Trustworthy and low-power computing at the limits of digital abstraction

Mastooreh (Negin) Salajegheh, University of Massachusetts Amherst
Host: Avi Rubin

It is challenging to write software that fits the energy budget of low-power devices, but it is even more difficult to preserve the security and sanity of the system at the same time.

Recent years have witnessed a proliferation of low-power embedded devices with a power range of few milliwatts to microwatts. The capabilities of the embedded systems continue to improve dramatically as their size shrinks; however, improvements in battery density and energy harvesting have failed to mimic a Moore’s law. Thus, energy remains a formidable bottleneck for trustworthy and low-power embedded computing. Instead of trying to create hardware with ideal energy proportionality, my research explores the effectiveness of software techniques that bend digital abstractions in order to reduce energy consumption while protecting program security and semantics.

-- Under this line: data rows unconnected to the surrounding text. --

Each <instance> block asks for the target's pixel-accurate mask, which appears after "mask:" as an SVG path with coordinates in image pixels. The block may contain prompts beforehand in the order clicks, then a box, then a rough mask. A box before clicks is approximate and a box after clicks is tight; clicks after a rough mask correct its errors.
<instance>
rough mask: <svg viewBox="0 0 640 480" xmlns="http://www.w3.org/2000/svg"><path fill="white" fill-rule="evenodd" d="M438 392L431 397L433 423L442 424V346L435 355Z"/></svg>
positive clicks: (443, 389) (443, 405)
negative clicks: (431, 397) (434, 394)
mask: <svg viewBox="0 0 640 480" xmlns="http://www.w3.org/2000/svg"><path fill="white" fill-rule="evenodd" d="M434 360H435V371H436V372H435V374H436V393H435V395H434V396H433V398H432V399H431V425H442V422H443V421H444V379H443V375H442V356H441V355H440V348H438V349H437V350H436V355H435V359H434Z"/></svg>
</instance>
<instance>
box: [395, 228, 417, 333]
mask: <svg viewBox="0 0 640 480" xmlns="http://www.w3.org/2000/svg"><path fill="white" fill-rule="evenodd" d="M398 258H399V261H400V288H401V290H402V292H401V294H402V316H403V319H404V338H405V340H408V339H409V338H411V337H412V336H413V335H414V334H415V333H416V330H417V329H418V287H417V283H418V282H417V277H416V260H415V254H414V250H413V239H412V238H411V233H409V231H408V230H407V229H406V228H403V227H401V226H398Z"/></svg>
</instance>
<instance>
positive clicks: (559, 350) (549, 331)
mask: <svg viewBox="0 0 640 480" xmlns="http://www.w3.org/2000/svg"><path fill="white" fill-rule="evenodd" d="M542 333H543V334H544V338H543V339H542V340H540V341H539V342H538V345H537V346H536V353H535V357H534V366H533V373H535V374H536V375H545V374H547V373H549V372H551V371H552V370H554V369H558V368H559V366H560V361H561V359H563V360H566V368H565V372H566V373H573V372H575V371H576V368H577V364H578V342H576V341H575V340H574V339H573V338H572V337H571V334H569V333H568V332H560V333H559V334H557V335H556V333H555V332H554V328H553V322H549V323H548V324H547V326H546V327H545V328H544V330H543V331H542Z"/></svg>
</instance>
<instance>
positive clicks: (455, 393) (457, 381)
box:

My talk will cover three research contributions that unleash energy otherwise squandered on communication, storage, and time keeping:

  1. TARDIS [USENIX Security'12], which provides a trustworthy notion of time to low-power systems without clocks by exploiting the decay properties of SRAM,
  2. CCCP [USENIX Security'09], which offers an energy-efficient storage alternative to the local non-volatile storage by relying on cryptographic backscatter radio communication,
  3. Half-Wits [USENIX FAST'11], which allows for operating an embedded system at below-spec supply voltages in order to reduce energy consumption while maintaining storage reliability using software-only coding algorithms.

Speaker Biography

Mastooreh (Negin) Salajegheh is a postdoctoral research associate at the University of Virginia working with Kevin Skadron. She received her Ph.D. degree in 2012 from the University of Massachusetts Amherst, under the supervision of Kevin Fu. During her internship with Jie Liu’s Sensing and Energy Research Group (SERG) at Microsoft Research, Negin researched trustworthy operation of Near Field Communication (NFC). She has received the Outstanding Synthesis Project award (Sponsored by Yahoo) for her work on probabilistic storage. Negin was one of the top four finalists of UMass Innovation Challenge Award. Her research focuses on low-power and trustworthy operation of pervasive computers, energy management, and probabilistic storage. Her research goal is to make low-power computers (specially batteryless ones) more secure and energy-aware. During her PhD studies, Negin served as the co-chair of CS Women group at UMass Amherst for a year and she has attended several outreach events for girls in IT.